KarjaSalah satu teknik dalam STP (segmentation, targeting dan positioning) adalah segmentasi. Di tahap ini kita memilah-milah kira-kira kelompok calon pembeli mana yang bisa dijadikan target segmentasi kita.

Jualan Tepat Sasaran dengan 3 Teknik STP yang Sederhana Ini

Beberapa jenis segmentasi yang dapat membantu kita ketika dihadapkan pada kondisi calon pembeli, antara lain :

  1. Geografis

Tipe ini berdasarkan kondisi geografis (area) seperti wilayah, kota, negara, dsb.

  1. Demografis

Tipe ini berdasarkan kondisi umur, penghasilan dan tingkat pendidikan.

  1. Psikografis

Tipe ini berdasarkan gaya hidup, nilai-nilai kehidupan, kebiasan dan minat.

  1. Benefit

Tipe ini berdasarkan keuntungan dari produk yang diperoleh, seperti adanya fitur-fitur khusus pada salah satu mobil sport.

  1. Volume

Tipe ini berdasarkan jumlah penggunaan seperti pelanggan yang melakukan pesanan berulang kali pada produk tersebut.

Seorang balita membutuhkan susu formula, seorang pelajar membutuhkan alat tulis, seorang anak muda menyukai video games, dll. Hal tersebut berkaitan erat dengan produk yang dijual, semisal menjual boneka.
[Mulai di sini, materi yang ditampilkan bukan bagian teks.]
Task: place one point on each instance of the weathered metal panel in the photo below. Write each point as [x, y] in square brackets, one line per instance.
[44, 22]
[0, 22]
Dalam melakukan penjualan boneka, hal pertama yang harus dianalisis adalah segmen manakah yang cocok dikatakan sebagai pembeli boneka? Apakah seorang laki-laki atau perempuan? Oke, benar perempuan tetapi apakah cukup seorang perempuan sudah masuk ke dalam segmentasi produk tersebut?

Belum cukup, mayoritas perempuan yang menyukai boneka (semisal) ada di kisaran umur 6 – 15 tahun. Oleh karena itu, segmentasi yang cocok adalah perempuan di kisaran umur 6-15 tahun. Pada akhirnya, kita bisa lebih fokus dalam memasarkan produk boneka tersebut.